Superheroes have always been the ideal subject matter for videogames, but despite this, decent superhero games are actually quite rare. In general, these games lack some integral part of the overall superhero experience – and until I played inFAMOUS and its recently-released sequel, inFAMOUS 2, I didn’t know what it was.
Making the player feel different, like they’re simultaneously a hero and an outcast – that’s what a lot of superhero games are missing, but it’s something inFAMOUS manages to pull off very well. You have an entire populace who will react to your choices, running in terror when you start unleashing your powers, and cheering you on if you decide to help them out. You also have allies fighting alongside you, but their efforts pale in comparison to your powers.

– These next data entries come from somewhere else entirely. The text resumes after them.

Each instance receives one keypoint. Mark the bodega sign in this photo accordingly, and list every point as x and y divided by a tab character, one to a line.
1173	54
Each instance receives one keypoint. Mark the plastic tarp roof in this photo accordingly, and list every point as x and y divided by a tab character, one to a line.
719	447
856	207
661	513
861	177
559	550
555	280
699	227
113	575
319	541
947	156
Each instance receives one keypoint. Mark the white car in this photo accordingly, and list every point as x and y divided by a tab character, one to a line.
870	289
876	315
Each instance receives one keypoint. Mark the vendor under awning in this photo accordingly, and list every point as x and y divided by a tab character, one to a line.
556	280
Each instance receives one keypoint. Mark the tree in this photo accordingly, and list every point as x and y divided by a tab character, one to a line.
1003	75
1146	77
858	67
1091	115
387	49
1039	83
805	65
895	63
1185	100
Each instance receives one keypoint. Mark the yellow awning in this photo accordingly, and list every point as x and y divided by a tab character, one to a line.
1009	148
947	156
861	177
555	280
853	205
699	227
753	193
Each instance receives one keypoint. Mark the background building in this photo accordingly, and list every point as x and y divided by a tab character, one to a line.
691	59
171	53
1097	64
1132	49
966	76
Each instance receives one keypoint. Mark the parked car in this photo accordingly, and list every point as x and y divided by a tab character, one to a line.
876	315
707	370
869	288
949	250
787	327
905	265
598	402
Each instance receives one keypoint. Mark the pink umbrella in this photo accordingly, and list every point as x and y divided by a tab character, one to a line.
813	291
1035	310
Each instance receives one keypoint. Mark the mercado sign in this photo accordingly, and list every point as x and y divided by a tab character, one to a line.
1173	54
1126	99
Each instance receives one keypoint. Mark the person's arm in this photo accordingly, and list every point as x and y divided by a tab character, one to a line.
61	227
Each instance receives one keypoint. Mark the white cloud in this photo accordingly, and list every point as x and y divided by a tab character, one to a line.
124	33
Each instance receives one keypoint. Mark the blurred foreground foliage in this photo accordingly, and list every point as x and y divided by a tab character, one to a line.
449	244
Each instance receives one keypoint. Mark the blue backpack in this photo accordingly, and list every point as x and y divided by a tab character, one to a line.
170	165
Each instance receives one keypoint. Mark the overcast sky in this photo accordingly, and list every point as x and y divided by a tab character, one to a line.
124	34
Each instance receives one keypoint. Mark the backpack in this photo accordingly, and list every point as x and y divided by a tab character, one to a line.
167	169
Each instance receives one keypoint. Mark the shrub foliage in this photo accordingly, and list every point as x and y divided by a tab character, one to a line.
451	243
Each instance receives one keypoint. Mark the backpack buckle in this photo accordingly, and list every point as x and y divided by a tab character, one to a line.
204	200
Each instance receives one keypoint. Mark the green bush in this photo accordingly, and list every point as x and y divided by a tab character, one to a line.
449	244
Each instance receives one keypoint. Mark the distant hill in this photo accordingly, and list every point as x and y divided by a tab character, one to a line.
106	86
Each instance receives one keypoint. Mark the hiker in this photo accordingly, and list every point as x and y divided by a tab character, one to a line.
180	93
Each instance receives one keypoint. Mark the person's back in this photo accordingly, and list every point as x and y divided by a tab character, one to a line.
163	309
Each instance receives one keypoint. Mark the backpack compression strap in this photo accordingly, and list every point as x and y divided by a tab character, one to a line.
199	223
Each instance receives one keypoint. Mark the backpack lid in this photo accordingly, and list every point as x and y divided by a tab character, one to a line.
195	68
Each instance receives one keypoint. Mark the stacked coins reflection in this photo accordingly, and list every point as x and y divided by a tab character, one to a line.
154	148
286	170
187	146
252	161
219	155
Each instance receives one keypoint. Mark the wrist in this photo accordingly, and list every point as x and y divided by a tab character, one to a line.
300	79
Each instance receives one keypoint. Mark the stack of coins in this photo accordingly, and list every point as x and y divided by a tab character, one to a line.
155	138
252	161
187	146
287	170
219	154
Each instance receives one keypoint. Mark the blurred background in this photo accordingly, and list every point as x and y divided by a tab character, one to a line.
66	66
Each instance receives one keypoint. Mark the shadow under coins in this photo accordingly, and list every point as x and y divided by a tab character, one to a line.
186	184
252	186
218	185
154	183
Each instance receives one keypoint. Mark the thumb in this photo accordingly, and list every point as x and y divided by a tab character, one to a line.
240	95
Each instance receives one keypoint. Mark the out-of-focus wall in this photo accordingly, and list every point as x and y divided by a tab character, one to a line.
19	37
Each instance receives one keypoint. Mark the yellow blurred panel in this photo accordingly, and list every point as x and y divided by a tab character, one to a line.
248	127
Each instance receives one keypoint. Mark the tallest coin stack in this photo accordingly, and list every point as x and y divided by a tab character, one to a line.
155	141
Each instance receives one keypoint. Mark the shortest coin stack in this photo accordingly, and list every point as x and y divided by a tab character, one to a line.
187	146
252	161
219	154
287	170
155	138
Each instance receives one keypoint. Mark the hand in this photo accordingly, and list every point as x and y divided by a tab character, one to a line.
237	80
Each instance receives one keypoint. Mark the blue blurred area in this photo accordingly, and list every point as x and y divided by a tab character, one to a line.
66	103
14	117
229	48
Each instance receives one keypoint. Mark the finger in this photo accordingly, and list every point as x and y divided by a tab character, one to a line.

inFAMOUS 2 picks up shortly after the first game. Cole, his buddy Zeke and his new CIA friend, Agent Kuo, decide to head to New Marais, a fictionalized version of New Orleans, to track down a scientist who can help Cole increase his powers in preparation for a battle with a city destroying monster called “The Beast”, which was hinted at in the last game. When they arrive in New Marais, they find the place overrun by a local militia governed by a pseudo-religious madman who has sworn to keep the place free of these demonic, superhuman freaks that have started popping up everywhere. The idea is not all that different to X-Men, when you think about it. It turns out the local militia is very heavy-handed and abusing their power – giving Cole ample excuse to smack the buggers around and get the people on his side.
Anyway, apart from the new story, the new city and the hugely improved graphics, when you actually sit down and start playing inFAMOUS 2, it doesn’t seem all that different to its predecessor. The game is still played in a very open-world, sandbox style, and the expansive city map is littered with icons indicating missions Cole can complete. White icons represent the main story missions, the yellow icons represent side missions and the white-bordered, green and red icons represent Good and Evil side missions that have a huge impact on Cole’s karma level. There are also new green icons that represent player-created missions, but more on that later. There’s also the option to continue from a completed Good or Evil karma inFAMOUS save game – but unfortunately, my save was on my old PS3, which blew up, so I don’t know what happens, but there are obviously some cool legacy bonuses to be had.
Initially, Cole has access to the same powers he had before. He gains experience from completing missions which he can spend to upgrade these powers, like new kinds of lightning bolts, new types of grenades, faster energy charging and so on. In a bizarre twist, Cole has to perform special stunts to unlock the first few abilities before he can buy them. And of course, on the odd occasion, Cole has to make a moral decision that will determine how the people react to him, what abilities he can buy, and his appearance. Aside from that, there’s the mandatory busy-work of collecting all the blast shards to increase Cole’s available energy, and collecting “dead drops” from carrier pigeons flying around the city – which aren’t essential, but give players more insight into the back story.
Sounds pretty much like the first game all over again, doesn’t it? Well, yes, it is – and that’s probably what they wanted us to think, but there are new features waiting to be discovered. The first ones you’re likely to notice are subtle, but make a world of difference. For instance, when coming off a rail grind, Cole no longer feels the need to go into a diving roll – which sounds like a small thing, but anyone who played the first game will know how annoying it was when you were just trying to get somewhere quickly. The small, random favours people will ask you, like saving someone from muggers or healing people, have now been more tightly integrated into the gameplay, with icons indicating where they are and more discernable conditions for completing them. These little distractions also include some evil options, like beating up drum-banging hippies and mugging people.
While those tweaks are welcome, it’s the new features that are the highlight. The first thing that has been added is the new melee combat system. Instead of the awkward punches and kicks of before, Cole now carries a tuning fork-like weapon called the “Amp”, which he can use to bludgeon enemies in all kinds of impressive ways. It’s solid and powerful and makes melee combat a proper offensive option this time. At a later point, Cole will be able to swap powers with some of the other friendly “Conduits” in the game, and finally gain access to abilities other than electricity. I chose to go with Kuo’s ice powers, which granted me shields and the ability to launch Cole into the sky on a pillar of ice among others. Next time I’ll see what happens when I choose Nix’s Nightcrawler-like powers.
If your PS3 is connected to PSN, the game will automatically update your map with player-created missions which you can complete to earn extra experience points. They range from the mundane, like simply killing waves of enemies, to quite creative, involving weird physics puzzles or sports. Once you’ve completed one, you can rate it and move on. If you’re so inclined, you can use the mission creator to make your own missions and upload them for other players to play.
If you enjoyed the first game, inFAMOUS 2 is a must, with its more solid melee combat, new powers, improved graphics and gripping story. If you haven’t played the first, but fancy playing a game that really gives you the feeling of what it might be like to wield incredible powers, you should also give it a look.